The dataset does fail, however, to provide some key information, such as the demographic of the passengers, and the exact time of departure and arrival of the flights. It is important to know the raw numbers as they help us understand the magnitude or severity of the issue with airline safety. However, it would have been meaningful to know more about the type of passengers that board certain airlines and the time is important to figure out the statistics of when people are likely or not likely to go on flights. Due to the nature of the dataset, it is hard to glean meaningful humanistic insights into airline safety. We have minimal insights based on this data set into how humans themselves feel about air travel in general. Do these numbers match the fear of air travel? Is it more safe for the more expensive seats in first or business class? What about the super-wealthy with private jets? Can they fly safely? How are outside factors, such as the news or media, influencing air travel? Without consulting other datasets, these questions cannot be answered.

NTSB Aviation Investigation Reports

The NTSB (National Transport Safety Board) is a government agency that overlooks all civil aviation accidents in the United States and also helps out with hundreds of accident reports in other foreign countries as well. For each accident report in the dataset, it includes the country, city, state(if the accident was in the U.S.) as geographic data. It also details the highest level of injury (minor, serious, or fatal) along with count for each injured level. Finally, it also details the probable cause of the accident as well as the date of the accident. For this dataset, we can get information like how many accidents happen a year, fatality counts for each accident, as well map all that to geospatial data. This information is important because it helps supplement our airline traffic passenger dataset with reports of actual aviation accidents as well as provide some hard statistics for crashes and accidents.
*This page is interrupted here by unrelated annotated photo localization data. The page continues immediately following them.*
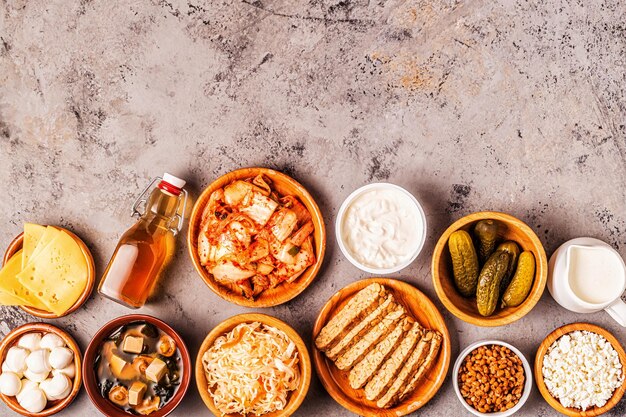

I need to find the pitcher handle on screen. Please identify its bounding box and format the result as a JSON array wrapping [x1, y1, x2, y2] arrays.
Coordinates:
[[605, 298, 626, 327]]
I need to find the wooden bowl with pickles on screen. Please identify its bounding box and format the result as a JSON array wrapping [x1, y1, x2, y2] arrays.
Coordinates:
[[432, 211, 548, 327]]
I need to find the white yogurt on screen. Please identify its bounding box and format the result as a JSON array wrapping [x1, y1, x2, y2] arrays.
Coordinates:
[[340, 185, 424, 271]]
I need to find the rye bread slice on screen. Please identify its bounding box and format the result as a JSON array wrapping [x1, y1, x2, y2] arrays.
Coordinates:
[[315, 283, 387, 352], [335, 305, 405, 371], [364, 321, 423, 400], [326, 294, 397, 361]]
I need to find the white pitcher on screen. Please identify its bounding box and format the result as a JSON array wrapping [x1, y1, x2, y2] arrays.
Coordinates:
[[548, 237, 626, 327]]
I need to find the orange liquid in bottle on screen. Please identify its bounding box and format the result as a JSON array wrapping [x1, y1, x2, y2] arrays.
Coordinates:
[[99, 182, 181, 308]]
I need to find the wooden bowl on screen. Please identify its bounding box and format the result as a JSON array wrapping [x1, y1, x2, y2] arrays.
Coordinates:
[[195, 313, 311, 417], [534, 322, 626, 416], [431, 211, 548, 327], [187, 167, 326, 307], [0, 322, 82, 416], [312, 278, 451, 417], [82, 314, 191, 417], [2, 228, 96, 319]]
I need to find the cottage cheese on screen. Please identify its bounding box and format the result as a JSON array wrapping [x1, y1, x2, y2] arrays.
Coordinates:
[[542, 330, 623, 411]]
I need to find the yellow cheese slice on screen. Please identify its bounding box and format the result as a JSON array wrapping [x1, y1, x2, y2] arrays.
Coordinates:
[[27, 226, 61, 266], [22, 223, 47, 269], [18, 230, 88, 316], [0, 250, 50, 310]]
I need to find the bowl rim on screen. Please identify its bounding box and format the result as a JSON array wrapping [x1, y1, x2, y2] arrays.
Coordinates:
[[335, 182, 427, 274], [0, 322, 83, 417], [186, 167, 327, 307], [533, 322, 626, 417], [431, 210, 548, 327], [195, 312, 311, 417], [452, 339, 533, 417], [311, 277, 451, 417], [2, 227, 96, 319], [82, 314, 191, 417]]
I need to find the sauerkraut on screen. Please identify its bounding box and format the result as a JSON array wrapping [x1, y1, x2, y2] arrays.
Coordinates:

Of course, this dataset is not perfect. For one this dataset does not have an exhaustive list of all foreign aviation accidents, rather only the ones where the NTSB participated in. While this is a sizable amount of accident reports, it is by no way comprehensive of the world. But it is exhaustive when it comes to the ones that happen in the U.S. Thus when using this dataset, it is best to separate the reports into foreign and domestic reports in order as the number of domestic cases vastly outnumber the total of foreign ones. This data was generated from the first hand accident reports that NTSB help investigate so the data is very reliable. While it is very reliable, it is lacking information about flight details. For example, it states where the crash happens, but not really much about where the flight came from or where or what type of flight it is or what the aircraft was. Supplementary information like that will be needed to be cross referenced with another source. With the information present, some other questions naturally arise: What is the distinction between minor and severe injuries? Why do only some of the cases have a probable cause? With just the dataset, these questions are not really answerable.